Connie is a graduate student in American History. She is searching for an unique primary source for her dissertation. She finds it in her grandmother's house. A key wrapped in paper with the name Deliverance Dane written on it. She sets off on her quest to find out more about Deliverance Dane, and find her physick book. Along the way we learn more about who Deliverance Dane was, and what her role in the Salem Witch Trials was.
This was one of the books I read for my Historical Fiction course. I really liked the idea for this book, that perhaps someone accused of witchcraft during the Salem Witch Trials was actually guilty of witchcraft. I did not think this story was conveyed in the best way. I did not like the dual story--Connie's in the 1990's and Deliverance's in the 1690's. I found it jarring to go back and forth between the eras, and for me, it interrupted the flow of the story. I would have liked it better if it had only been Deliverance Dane's story.

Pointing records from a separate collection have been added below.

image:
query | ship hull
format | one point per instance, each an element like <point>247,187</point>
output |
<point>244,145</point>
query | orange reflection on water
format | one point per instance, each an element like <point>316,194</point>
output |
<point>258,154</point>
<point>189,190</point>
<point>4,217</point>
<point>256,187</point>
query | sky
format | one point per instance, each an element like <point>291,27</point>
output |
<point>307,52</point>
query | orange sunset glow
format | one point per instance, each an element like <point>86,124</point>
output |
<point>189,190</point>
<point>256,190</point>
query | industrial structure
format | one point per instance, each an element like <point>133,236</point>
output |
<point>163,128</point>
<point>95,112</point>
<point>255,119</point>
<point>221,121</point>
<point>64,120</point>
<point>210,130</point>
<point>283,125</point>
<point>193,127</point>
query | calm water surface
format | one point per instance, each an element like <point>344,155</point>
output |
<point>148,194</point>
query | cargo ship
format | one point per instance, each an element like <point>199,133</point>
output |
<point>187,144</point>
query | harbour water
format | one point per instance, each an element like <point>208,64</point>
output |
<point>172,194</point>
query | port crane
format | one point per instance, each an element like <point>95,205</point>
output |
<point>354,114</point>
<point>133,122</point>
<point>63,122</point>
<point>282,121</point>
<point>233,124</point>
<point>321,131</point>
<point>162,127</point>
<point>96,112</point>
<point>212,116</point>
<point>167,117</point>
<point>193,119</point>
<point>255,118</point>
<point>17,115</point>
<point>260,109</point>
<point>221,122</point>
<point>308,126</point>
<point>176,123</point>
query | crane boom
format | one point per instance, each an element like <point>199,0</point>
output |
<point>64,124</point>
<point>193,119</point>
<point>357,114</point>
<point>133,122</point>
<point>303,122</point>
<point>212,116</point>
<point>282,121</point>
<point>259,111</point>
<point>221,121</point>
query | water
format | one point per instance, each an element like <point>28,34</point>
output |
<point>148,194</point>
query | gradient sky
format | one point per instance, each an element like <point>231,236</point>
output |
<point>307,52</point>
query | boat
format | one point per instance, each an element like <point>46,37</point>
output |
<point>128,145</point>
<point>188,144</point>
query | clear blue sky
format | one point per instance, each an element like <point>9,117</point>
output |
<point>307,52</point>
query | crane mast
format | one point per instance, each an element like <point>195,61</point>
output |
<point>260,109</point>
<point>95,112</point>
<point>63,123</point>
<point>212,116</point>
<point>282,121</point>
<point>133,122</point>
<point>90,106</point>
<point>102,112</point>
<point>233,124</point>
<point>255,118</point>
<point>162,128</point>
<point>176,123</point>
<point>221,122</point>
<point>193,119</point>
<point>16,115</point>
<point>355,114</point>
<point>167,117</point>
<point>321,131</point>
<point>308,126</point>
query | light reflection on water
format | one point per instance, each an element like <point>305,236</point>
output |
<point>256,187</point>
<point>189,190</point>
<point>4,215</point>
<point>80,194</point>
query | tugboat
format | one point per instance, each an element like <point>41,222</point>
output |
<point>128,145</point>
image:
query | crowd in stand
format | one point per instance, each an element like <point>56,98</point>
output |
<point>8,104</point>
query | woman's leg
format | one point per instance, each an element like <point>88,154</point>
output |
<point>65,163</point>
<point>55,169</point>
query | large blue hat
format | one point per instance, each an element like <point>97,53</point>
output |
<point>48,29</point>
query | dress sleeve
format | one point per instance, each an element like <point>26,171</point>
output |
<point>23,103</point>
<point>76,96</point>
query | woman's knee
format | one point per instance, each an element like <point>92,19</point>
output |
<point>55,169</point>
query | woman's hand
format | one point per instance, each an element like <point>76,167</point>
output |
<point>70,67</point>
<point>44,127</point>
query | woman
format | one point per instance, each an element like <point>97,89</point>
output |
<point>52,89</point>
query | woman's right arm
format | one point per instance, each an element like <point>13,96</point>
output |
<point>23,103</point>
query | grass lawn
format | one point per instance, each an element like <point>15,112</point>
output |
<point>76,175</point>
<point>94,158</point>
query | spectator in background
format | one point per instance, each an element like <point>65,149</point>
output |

Because I was distracted with going back and forth in time, I didn't feel engaged in this story. It didn't feel like it was real with some of the fantastical elements, and moving between the two stories prevented immersion in the world, which would have made some of the fantastical parts more believable. It also prevented the level of character development I would have hoped for. I would recommend reading different stories about the Salem Witch Trials. I am interested to try Howe's Historical Fiction book: The House of Velvet and Glass, because I want to try her writing when it focuses on one story, in one time period, and find out if that helps me enjoy her writing.